Kuyu ve ırmak suyu. Bunlar taş ve topraktan kaynadığı için o kadar latif değillerdir. Şimdi birinci su, şer‘i olan leddüni ilmidir. İkinci su da sahih olan düşünce ve akıl ilimlerini gösterir. Düşünceden çıkan ilimler, akıl sahiplerinin karakterine göre değişiklik gösterdiğinden bunlar birinci ilim kadar saf değildir. Tadı değişir. Ama meşru leddünni, Tanrısal ilmin kaynakları değişse de tadı değişmez.

İbnu’l-Arabi’ye göre günah, azabın gelmesine sebep olur. Azap imanın bulunduğu yere giremez. O halde mü’min günah işleyemez. Günah işlediği zaman imanın çıkması lazımdır ki Allah’ın belası olsun. İşte Hz. Rasulullah (s.a.v): “Kul zina ettiği zaman iman onun gönlünden çıkıp üstünde gölge gibi bekler, kul o işi bitirince iman ona döner.” hadisini bu açıdan tefsir ediyor:

“Bunun için dedik ki: Mü’min kul için taatle karışmamış bir günah olmaz. O: “Salih ameli kötü amele karıştırdılar” dan olur. “Belki Allah onları affeder.”

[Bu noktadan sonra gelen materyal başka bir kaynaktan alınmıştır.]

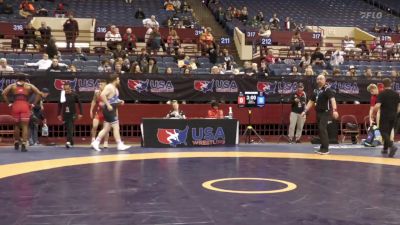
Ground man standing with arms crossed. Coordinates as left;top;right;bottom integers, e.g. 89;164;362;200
301;75;339;155
2;74;43;152
91;74;130;151
372;78;400;158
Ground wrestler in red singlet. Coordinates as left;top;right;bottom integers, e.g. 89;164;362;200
2;74;43;152
90;80;108;148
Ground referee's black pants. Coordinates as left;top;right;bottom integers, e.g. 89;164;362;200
317;111;330;152
379;115;396;150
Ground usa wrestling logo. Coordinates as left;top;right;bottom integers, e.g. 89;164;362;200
128;79;149;93
0;78;30;91
54;79;77;91
193;80;214;93
157;126;189;147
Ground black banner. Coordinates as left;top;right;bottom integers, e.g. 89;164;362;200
142;119;239;148
0;72;400;103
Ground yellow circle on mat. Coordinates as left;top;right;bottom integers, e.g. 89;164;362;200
202;177;297;194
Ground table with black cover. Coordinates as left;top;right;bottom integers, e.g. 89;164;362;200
141;118;239;148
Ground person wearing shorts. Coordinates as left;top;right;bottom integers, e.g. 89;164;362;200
91;74;130;151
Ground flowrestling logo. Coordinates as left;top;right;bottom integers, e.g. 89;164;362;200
193;80;214;93
128;79;175;93
54;78;99;92
193;79;239;93
257;81;304;94
0;78;30;91
257;81;277;94
327;81;360;94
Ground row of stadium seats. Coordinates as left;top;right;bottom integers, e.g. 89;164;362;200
211;0;400;30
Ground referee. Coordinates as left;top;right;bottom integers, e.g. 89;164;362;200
372;78;400;158
301;75;339;155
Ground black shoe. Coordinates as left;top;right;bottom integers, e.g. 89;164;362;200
389;145;397;158
21;144;28;152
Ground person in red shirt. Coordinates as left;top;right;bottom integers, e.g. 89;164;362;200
207;102;224;119
367;84;380;126
2;74;43;152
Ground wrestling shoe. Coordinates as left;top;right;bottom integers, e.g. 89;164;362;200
65;141;72;148
21;144;28;152
318;151;330;155
117;142;131;151
90;141;101;152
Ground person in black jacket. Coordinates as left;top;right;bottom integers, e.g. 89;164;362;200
63;15;79;49
301;75;339;155
46;38;58;59
22;23;36;51
289;83;307;143
38;21;51;48
372;78;400;158
57;82;83;148
135;8;146;19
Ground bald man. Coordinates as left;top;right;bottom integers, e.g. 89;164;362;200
302;75;339;155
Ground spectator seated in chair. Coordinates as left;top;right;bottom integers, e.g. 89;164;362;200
19;0;36;18
122;28;137;51
207;102;224;119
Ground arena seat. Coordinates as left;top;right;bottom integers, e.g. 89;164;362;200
210;0;400;33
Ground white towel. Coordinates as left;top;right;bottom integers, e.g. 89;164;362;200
60;90;67;103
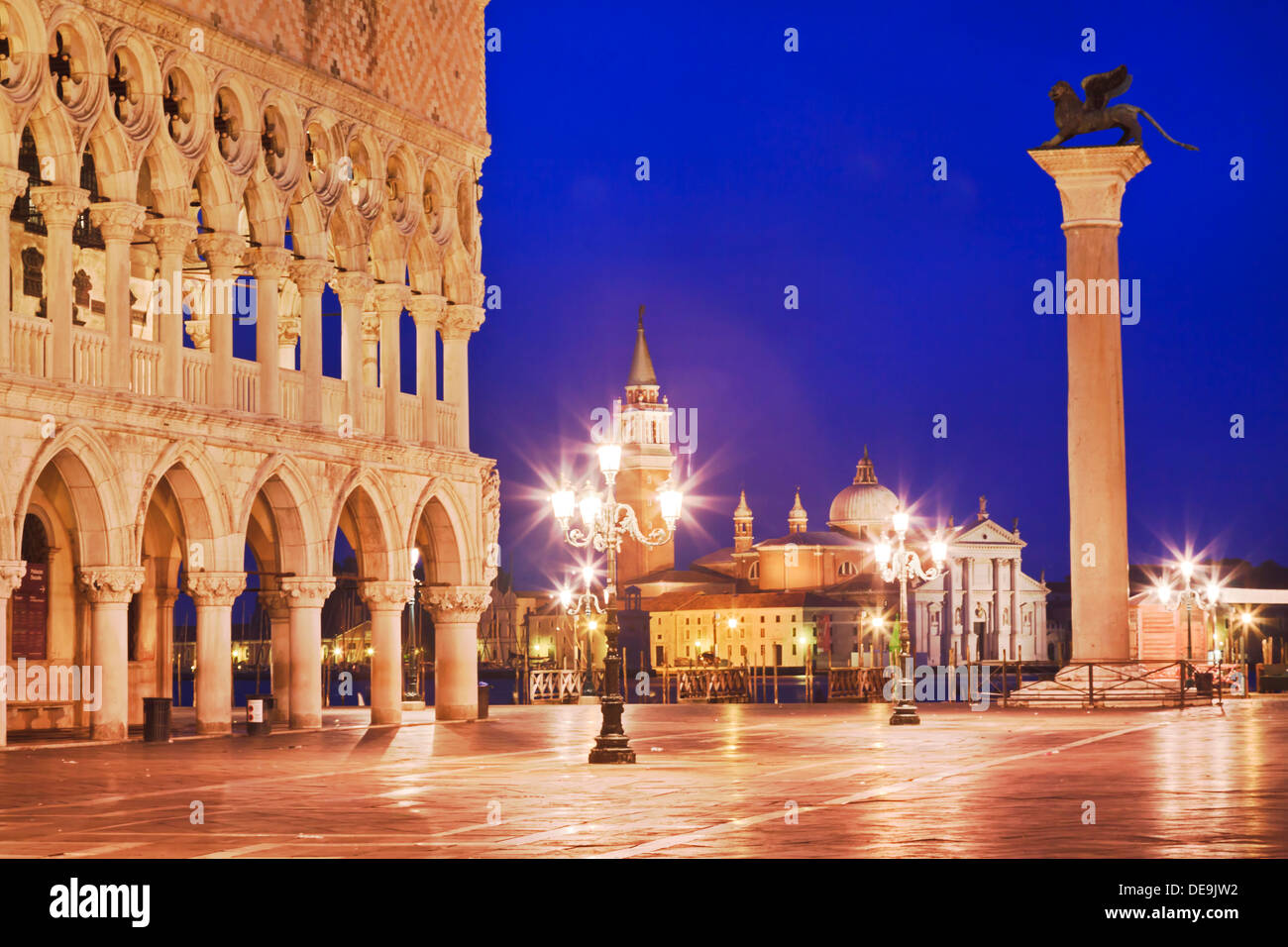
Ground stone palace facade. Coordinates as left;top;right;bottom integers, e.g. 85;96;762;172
0;0;499;742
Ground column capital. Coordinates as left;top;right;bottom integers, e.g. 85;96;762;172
89;201;147;241
185;573;246;605
331;270;376;305
277;576;335;608
76;566;145;604
438;305;484;342
290;261;335;292
371;282;411;320
258;588;291;618
197;233;246;269
420;585;492;624
0;559;27;601
358;582;416;612
143;217;197;256
1029;145;1149;230
0;167;27;213
407;292;447;330
242;246;295;279
31;184;89;227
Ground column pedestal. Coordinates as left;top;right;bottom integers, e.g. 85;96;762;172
187;573;246;734
1029;146;1149;661
360;582;414;724
76;566;143;741
421;585;492;720
280;576;335;730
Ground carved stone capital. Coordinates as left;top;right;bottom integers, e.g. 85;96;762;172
438;305;484;342
407;292;447;333
258;588;291;620
420;585;492;625
371;282;411;320
278;576;335;608
1029;145;1149;230
31;184;89;227
290;261;335;295
76;566;145;605
89;201;146;241
185;573;246;607
331;271;376;307
0;167;27;214
0;559;27;601
242;246;295;284
197;233;246;271
358;582;416;612
143;217;197;257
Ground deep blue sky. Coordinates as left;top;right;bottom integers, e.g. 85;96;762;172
471;0;1288;587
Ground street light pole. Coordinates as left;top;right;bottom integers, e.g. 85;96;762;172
875;506;948;725
550;443;682;763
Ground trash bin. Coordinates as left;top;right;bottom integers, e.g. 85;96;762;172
246;693;274;737
143;697;170;743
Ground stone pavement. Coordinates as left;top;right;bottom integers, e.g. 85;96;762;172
0;695;1288;858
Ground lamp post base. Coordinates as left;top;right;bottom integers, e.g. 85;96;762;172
590;734;635;763
890;703;921;727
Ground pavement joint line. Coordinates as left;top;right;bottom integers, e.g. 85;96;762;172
590;720;1173;858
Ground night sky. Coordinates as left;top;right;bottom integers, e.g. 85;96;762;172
471;0;1288;587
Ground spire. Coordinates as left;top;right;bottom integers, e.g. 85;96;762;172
854;445;877;483
626;305;657;388
787;487;808;532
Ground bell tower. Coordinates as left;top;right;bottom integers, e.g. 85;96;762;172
613;305;675;588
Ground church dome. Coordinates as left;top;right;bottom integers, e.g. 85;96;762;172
827;446;899;532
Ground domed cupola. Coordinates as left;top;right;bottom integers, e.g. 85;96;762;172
827;445;899;536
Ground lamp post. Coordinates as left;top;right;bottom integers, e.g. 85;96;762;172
550;443;682;763
875;506;948;725
1156;559;1221;661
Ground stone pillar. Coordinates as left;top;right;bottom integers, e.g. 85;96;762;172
373;283;411;440
993;557;1015;659
76;566;143;741
89;201;145;390
0;167;27;368
1012;557;1020;659
1029;146;1149;661
329;273;376;430
291;261;335;424
360;582;414;724
143;218;197;398
242;246;291;417
420;585;492;720
439;305;483;451
156;588;179;701
31;184;89;381
197;233;248;412
259;588;293;724
187;573;246;733
279;576;335;729
407;294;447;445
939;559;961;665
0;562;27;746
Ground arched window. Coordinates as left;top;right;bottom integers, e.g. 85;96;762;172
13;513;49;661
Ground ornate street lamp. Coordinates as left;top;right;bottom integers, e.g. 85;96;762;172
550;443;683;763
873;507;948;725
1156;559;1221;661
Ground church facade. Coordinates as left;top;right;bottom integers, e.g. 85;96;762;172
618;325;1047;665
0;0;499;742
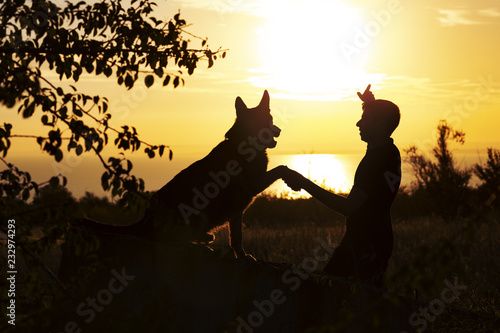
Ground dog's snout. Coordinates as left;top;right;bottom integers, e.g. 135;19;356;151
271;125;281;138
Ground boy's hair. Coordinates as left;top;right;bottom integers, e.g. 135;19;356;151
363;99;401;135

İbnu’l-Arabi’ye göre ağza su vermek, batınen “la ilahe illallah” demektir. Bu, farzdır. İyilikle emir, kötülükten nehy ise bunların zıtlarından temizlenmektir. Buruna su çekip sümkürmek de batınen kibrinden kulluğa inmektir. Burun kibri temsil eder. “İşte burnuna su çekip sümkürmek, kulluğunu idrak ile kibri içinden çıkarmaktır. Yüzü yıkamak zahirde farzdır. Batında yüzü yıkamak, murakabe ve Allah’tan utanmadır. Allah’ın sınırlarını geçememedir. Yüzün sınırları, batına şeriatın sınırlarıdır. İnsan utanmayı gözüne götürdüğü gibi kulağına da götürmelidir. Allah’ın yasaklarından gözü yummak, utanmak gereği olduğu gibi işitmesi helal olmayan gıybet ve kötü sözlerden kulağı sakınmak da utanma gereğidir. Gıybet ve kötü söz  söylemek de helal değildir.”

Zekat lugatte temizlik manasına olduğundan İbnu’l-Arabi, zekatın verileceği sekiz sınıfı, sekiz organın temizlenmesi şeklinde anlar. Sadaka da bütün bedenin temizlenmesi anlamınadır.

Fûsus’ta çocuk Musa’nın sandığa konulması (Kasa Suresi 7nci ayet) ni şöyle anlatıyor:

“Musa’nın konulduğu tabut, nasutudur. Yemm, bu cisim vasıtasıyla düşünce ve duyu kuvvelerinden gelen ilimdir. Musa Yemm (nasuti vücud) e konuldu ki bu kuvveler çeşitli ilimlere vakıf olsun. Gerçi melik (kral), ruh ise de ruh, vücudu ancak cisim vasıtasıyla yönetir. Musa’nın annesinden başka kadından süt emmemesi de Musa’nın geldiği köke işaret eder. Bu kök onun gıdasıdır. (Bu onun yeni bir şeriat getireceğine işarettir).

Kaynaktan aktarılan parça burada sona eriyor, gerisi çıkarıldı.